Addressing shoreline degradation is another way to help lakes. An eroding shoreline can contribute sediment and soil to lakes, which can increase phosphorus levels. A project by the Scott Soil & Water Conservation District and a shoreland property owner used large rocks and rolls of coconut fibers called coir logs to stabilize vulnerable shoreline on McMahon Lake. Vertical banks were graded into gradual slopes with native plants to sustain the shoreline and protect the lake.
Harvesting curly leaf pond weed is another restoration strategy the City of Burnsville used to improve Crystal Lake. The city hired machines that spent two weeks cutting back the plant over about 50 acres of the 290-acre lake. If not cut back, the weed would die off in the peak of summer, releasing nutrients into the water that feed algae blooms.

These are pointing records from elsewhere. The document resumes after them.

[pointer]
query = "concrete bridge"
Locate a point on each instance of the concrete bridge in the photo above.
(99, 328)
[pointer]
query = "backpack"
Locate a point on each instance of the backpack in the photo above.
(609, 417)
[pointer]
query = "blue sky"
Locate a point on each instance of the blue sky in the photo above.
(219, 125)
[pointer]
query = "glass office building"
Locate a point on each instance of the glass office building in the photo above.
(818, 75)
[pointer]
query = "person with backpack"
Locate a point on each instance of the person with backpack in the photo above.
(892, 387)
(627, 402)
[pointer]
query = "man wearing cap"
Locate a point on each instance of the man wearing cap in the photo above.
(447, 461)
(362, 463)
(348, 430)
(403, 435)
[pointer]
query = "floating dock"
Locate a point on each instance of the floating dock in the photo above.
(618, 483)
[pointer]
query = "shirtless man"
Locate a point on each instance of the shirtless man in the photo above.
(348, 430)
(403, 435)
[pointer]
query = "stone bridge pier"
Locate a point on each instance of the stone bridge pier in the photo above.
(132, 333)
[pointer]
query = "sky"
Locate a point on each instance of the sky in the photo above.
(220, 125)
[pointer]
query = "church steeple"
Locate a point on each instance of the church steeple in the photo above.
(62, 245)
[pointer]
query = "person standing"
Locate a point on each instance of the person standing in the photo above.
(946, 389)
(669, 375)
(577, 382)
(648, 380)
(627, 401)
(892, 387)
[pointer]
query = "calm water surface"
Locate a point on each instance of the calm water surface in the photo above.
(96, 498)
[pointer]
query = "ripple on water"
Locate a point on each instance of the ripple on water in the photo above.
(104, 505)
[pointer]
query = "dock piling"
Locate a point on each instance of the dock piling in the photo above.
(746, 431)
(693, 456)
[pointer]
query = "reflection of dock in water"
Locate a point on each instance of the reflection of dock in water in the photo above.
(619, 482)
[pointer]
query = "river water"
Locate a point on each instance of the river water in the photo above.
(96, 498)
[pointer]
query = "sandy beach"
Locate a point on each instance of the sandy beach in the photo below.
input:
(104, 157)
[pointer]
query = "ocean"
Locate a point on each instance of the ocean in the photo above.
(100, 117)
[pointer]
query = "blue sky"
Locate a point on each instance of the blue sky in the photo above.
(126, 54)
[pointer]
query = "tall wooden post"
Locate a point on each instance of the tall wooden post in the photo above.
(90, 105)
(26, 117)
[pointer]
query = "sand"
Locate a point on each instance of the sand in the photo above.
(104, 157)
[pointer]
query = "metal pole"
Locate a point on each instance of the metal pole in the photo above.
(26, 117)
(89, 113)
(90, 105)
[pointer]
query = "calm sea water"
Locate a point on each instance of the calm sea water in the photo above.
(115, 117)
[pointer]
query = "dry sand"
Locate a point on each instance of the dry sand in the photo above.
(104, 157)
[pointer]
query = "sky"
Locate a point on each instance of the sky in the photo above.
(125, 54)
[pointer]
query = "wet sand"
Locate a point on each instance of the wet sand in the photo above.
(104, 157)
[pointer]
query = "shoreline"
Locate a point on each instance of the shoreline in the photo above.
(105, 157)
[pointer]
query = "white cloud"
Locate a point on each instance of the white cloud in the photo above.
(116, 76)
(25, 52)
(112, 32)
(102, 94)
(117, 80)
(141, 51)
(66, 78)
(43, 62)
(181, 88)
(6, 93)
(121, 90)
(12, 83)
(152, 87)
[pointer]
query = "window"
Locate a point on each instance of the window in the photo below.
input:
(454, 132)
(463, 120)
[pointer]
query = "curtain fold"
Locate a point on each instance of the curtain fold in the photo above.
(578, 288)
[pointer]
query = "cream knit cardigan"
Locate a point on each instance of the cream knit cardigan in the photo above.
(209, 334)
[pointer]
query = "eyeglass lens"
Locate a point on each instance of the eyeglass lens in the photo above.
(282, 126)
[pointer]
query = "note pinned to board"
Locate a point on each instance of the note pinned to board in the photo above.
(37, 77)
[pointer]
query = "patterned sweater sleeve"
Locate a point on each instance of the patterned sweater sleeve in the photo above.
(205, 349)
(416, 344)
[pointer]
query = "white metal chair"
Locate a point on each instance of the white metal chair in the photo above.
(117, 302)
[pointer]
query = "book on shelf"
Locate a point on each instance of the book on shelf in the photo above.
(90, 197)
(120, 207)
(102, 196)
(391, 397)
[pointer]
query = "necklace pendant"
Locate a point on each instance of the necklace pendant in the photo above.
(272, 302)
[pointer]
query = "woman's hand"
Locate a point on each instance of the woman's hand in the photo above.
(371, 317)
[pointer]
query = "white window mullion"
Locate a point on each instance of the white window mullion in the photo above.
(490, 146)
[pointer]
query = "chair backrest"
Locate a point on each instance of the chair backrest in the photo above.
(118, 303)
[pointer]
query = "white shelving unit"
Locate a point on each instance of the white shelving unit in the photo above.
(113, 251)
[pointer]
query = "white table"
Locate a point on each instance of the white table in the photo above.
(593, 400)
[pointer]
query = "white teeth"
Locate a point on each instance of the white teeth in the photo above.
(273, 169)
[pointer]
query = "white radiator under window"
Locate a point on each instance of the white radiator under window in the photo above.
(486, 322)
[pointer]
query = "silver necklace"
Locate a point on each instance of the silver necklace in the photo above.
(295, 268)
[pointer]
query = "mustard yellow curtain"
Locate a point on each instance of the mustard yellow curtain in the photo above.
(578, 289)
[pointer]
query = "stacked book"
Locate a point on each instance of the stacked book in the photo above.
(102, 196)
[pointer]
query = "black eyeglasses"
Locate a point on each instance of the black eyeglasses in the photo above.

The Nine Mile Creek Watershed District in Eden Prairie undertook in-lake treatments to help reduce phosphorus in Bryant Lake. In 2008 and 2013, the district treated the lake with aluminum sulfate (called alum), which forms a fluffy substance called floc. As the floc settles to the lake bottom, it removes phosphorus and other materials (including algae) from the water. The floc forms a layer over the sediment that acts as a barrier to phosphorus. It binds phosphorus released from the sediment and prevents it from fueling algae blooms.
All the lake cleanup projects relied on multiple players in addition to those already mentioned. Black Dog Watershed Management Organization helped to do water monitoring, organize projects, and apply for grants to benefit Crystal Lake. The city of Eden Prairie and Three Rivers Park District have assisted in monitoring Bryant Lake and making project recommendations. The Scott Watershed Management Organization, the New Market Sportsman’s Club, and shoreland owners participated in the cleanup of McMahon Lake.
And the cleaner lakes are a boon to their communities. “Overall, Crystal Lake now has a higher value to residents,” says Daryl Jacobson, Natural Resources Manager with the city of Burnsville, who led the water quality improvement efforts. Paul Nelson, Environmental Services Program Manager with Scott County and coordinator for the McMahon Lake work, says the lake is more attractive for swimming and other recreation, and is a source of local pride.
These organizations are also working to restore water quality in several other lakes and streams. So their work identifying and remedying sources of water pollution will continue.